6 Qs

Post by **Thunderstone** » Tue Apr 21, 1998 2:56 pm

1) The last thing the installation does is to instruct me
to index my web site with a command similar to:
(whatever)/gw http://www.mysite.com
and then to go ahead and access the index with my browser.

Section 0.4 of the webinator doc (dtd 1/15/98) says to
do "gw -index" after indexing but before using my browser.
(And if memory serves, I think "gw" also said to use "gw -index"
after it had indexed a site.)

I'm sure extra invocations of "gw -index" cause no harm, but still,
I'm curious to know if I really needed to do the "gw -index" bit
right after indexing a site into a new database?

2) I'm not understanding the difference between -noindex and -dropindex.
The doc says that -noindex drops search indices while -dropindex
drops all indices. I guess my confusion comes from the assumption
that all indices are there to be searched and so I'm fuzzy on the
difference between "search indices" and "all indices"...?

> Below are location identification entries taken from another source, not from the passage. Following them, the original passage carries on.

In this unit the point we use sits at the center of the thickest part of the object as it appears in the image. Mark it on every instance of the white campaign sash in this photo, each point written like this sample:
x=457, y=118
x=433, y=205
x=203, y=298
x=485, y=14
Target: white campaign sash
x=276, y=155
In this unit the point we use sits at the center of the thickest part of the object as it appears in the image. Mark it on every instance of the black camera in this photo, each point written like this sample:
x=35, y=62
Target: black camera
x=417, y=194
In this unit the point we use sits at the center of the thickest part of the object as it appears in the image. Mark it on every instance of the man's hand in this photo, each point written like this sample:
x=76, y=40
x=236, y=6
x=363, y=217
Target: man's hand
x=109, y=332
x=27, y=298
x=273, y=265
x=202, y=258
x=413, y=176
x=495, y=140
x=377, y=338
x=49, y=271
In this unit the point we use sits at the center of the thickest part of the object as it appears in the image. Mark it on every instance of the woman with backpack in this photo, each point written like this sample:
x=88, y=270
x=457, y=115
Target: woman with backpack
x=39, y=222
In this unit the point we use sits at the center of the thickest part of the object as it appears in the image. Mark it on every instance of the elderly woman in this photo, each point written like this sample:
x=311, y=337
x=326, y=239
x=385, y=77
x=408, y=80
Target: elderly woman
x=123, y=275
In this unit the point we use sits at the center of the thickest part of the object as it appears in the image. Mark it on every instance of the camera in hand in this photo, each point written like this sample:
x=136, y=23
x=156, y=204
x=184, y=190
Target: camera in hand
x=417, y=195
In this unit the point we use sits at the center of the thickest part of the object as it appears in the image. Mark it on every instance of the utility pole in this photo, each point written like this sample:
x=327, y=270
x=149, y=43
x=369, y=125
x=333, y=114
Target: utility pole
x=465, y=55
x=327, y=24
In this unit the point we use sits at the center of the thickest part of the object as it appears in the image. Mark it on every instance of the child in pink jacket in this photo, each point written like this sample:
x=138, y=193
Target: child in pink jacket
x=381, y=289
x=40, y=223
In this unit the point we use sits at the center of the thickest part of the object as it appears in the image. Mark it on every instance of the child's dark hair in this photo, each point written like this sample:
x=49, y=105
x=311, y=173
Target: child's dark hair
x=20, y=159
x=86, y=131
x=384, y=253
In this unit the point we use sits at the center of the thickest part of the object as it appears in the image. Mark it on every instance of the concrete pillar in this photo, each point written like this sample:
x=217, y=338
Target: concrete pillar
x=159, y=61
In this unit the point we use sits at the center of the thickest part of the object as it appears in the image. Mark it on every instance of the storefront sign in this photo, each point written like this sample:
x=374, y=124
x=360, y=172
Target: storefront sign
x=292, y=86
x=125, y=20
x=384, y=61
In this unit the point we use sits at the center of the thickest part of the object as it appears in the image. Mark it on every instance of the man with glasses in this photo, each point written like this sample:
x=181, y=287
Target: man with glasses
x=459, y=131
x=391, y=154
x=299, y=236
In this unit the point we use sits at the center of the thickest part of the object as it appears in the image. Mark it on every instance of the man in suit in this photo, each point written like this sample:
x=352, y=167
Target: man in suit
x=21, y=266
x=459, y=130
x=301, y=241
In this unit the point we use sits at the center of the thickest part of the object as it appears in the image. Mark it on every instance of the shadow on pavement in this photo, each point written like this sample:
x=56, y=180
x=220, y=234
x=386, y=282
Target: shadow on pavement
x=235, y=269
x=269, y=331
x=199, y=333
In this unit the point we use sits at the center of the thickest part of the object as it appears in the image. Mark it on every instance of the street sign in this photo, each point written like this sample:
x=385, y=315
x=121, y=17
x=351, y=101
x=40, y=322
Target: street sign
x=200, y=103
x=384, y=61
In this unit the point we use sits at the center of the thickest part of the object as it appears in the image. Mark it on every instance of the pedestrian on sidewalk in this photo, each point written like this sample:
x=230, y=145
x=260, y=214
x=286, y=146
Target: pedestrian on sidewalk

3) I can see how much trouble one might get themselves into with
the -C option. This name is configurable under many web servers
and indeed our CGI directories are called "user-cgi", not "cgi-bin"
using various Netscape servers. Can the -C option be made to work
with "user-cgi"?

4) I started indexing a site and then walked away. When I came back,
I was told the indexing had ended normally and the well-meaning person
logged me off. So I don't know how many pages were indexed.
Under Irix typed 'gw -d- -st "select Url from html" | wc -l' and
this seemed to give me a good page count. If there's more straight-
forward way of getting the number of pages in the index, I'm all ears.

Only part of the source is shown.